MGM Springfield opens its resort casino in just over a week. One nearby casino -- about 100 miles away in Schenectady, New York -- has been open for about a year and a half.
For a check-in on how the Rivers Casino and Resort at Mohawk Harbor is doing, we turn to Daily Gazette business editor John Cropley, and asked him how the casino is performing.
John Cropley, Daily Gazette: Well, they're performing very well compared to last year. Their revenue is up. Their traffic is up in terms of the number of events they're holding there. And they seem to be hitting their stride in terms of running as a business.
However, they started off slowly. Not terribly -- but they missed their revenue projections. I suspect, and a lot of people have said, that the revenue projections were -- I don't know if unrealistic is the word -- but they were high. All of the casinos in New York have missed their revenue projections -- and therefore their tax projections -- but they're all doing better than they were last year.
Carrie Healy, NEPR: Other than revenue projections, were there any other bumps along the road for the casino when it opened?
I couldn't point to anything. They do have a significant turnover of their employees. But if you look at the workforce in general, people move from job to job with some frequency. So they appear to be able to attract the workforce they need and we do have a fairly tight labor market here with less than 4 percent unemployment. So some employers are having some difficulty finding the right people for their jobs right now.
One thing that MGM promised here in Springfield was to chip away at the greater Springfield higher-than-average unemployment rate and to provide full time jobs with benefits. That's a tough and big promise to make in an industry with higher than average turnover rates. So have the turnover rates at the Rivers Casino been on-par with the other hospitality turnover rates?
I couldn't tell you that right off hand, and I’m trying to trying to think back to a story I wrote...where it appeared that the entire hospitality industry has a high rate of turnover. I think I remember reporting was that these were good jobs -- solid middle class jobs, not something you'd be able to retire at age 50 on, but something you could earn a good living. And they are paying benefits.
The casino hasn't been terribly communicative with me. You know they're pleasant enough about it, but they haven't said, "You know, these are our policies," or, "These are our strategies." They talk in round numbers and generalities, because they don't want to reveal their strategies to competitors. And it is a competitive industry. I will certainly vouch for that.
Another community promise that MGM made was to take over booking entertainment at some existing venues for a period of time, even if it comes at a financial loss. I don't know if the Rivers Casino made promises like that, but how are they doing with the different performing venues out in the Schenectady area? Has there been real competition or has nightlife scene changed in any way?
I think it was actually the opposite here. The local performing arts center, which is Proctor's, is in downtown Schenectady. That's really a huge benefit to the city, because it brings a lot of people downtown. They already have the infrastructure in place to book and manage performers. And the last I knew, they were actually doing that for the casino. They were booking acts for the casino, and the casino also provides a -- not huge -- but a smallish fee to the performing arts community to help them bring in and develop their own venues.
Have you seen any of the stereotypical problems that come along with casinos evolve in the Schenectady area since the casino’s been open?
That's a matter of hot debate. Every time there is a fistfight at the casino and the police have to roll out, the casino critics pounce on it. And you can't deny that there was a fistfight there. You know, there'll be underage gambling arrests at the casino, and then the critics will say, "Hey, look -- we've got underage gambling at the casino." It happens.

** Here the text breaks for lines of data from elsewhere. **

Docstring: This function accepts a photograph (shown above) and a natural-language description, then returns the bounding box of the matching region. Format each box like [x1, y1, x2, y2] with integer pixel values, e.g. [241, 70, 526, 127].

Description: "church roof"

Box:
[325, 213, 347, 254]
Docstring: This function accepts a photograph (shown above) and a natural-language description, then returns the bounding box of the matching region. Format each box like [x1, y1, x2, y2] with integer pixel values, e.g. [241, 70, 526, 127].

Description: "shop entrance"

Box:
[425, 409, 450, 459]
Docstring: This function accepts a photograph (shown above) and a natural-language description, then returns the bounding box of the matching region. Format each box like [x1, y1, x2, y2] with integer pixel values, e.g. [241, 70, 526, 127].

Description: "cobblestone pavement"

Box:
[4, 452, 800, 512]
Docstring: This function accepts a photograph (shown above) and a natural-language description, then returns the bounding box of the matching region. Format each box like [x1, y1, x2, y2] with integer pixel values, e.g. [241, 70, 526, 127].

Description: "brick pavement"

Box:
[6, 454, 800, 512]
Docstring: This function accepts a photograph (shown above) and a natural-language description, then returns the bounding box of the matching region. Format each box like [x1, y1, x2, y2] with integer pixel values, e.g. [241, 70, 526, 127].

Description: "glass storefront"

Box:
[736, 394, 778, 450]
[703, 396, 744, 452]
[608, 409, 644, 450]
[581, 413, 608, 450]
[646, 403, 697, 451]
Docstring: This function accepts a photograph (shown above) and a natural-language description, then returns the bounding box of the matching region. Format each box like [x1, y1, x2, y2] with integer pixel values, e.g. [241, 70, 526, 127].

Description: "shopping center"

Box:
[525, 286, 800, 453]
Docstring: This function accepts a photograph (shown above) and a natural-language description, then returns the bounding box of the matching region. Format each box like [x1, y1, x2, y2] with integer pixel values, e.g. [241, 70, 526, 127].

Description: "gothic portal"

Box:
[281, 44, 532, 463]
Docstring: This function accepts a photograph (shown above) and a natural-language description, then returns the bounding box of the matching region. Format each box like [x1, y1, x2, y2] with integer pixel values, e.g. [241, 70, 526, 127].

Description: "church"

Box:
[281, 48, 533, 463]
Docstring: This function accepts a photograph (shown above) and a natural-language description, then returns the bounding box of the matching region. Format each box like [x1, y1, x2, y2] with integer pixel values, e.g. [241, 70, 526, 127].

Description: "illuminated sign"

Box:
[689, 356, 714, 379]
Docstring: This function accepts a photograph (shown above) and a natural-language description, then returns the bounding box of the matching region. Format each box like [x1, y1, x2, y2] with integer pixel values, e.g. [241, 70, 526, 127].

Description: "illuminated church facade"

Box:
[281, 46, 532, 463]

There's not visible street prostitution. There's not an upswing in pawn shops. There are parts of the city where it has street crime, drug dealing and prostitution that far predates the casino. And I imagine it's still going on now. But in terms of there being a "strip" that's been degraded by the casino? No, that has not happened.
Disclosure: MGM has purchased underwriting from New England Public Radio publicizing the company's non-gambling activities. The NEPR newsroom operates independently of the station's development department, and editorial decisions are made without regard to any funding relationships.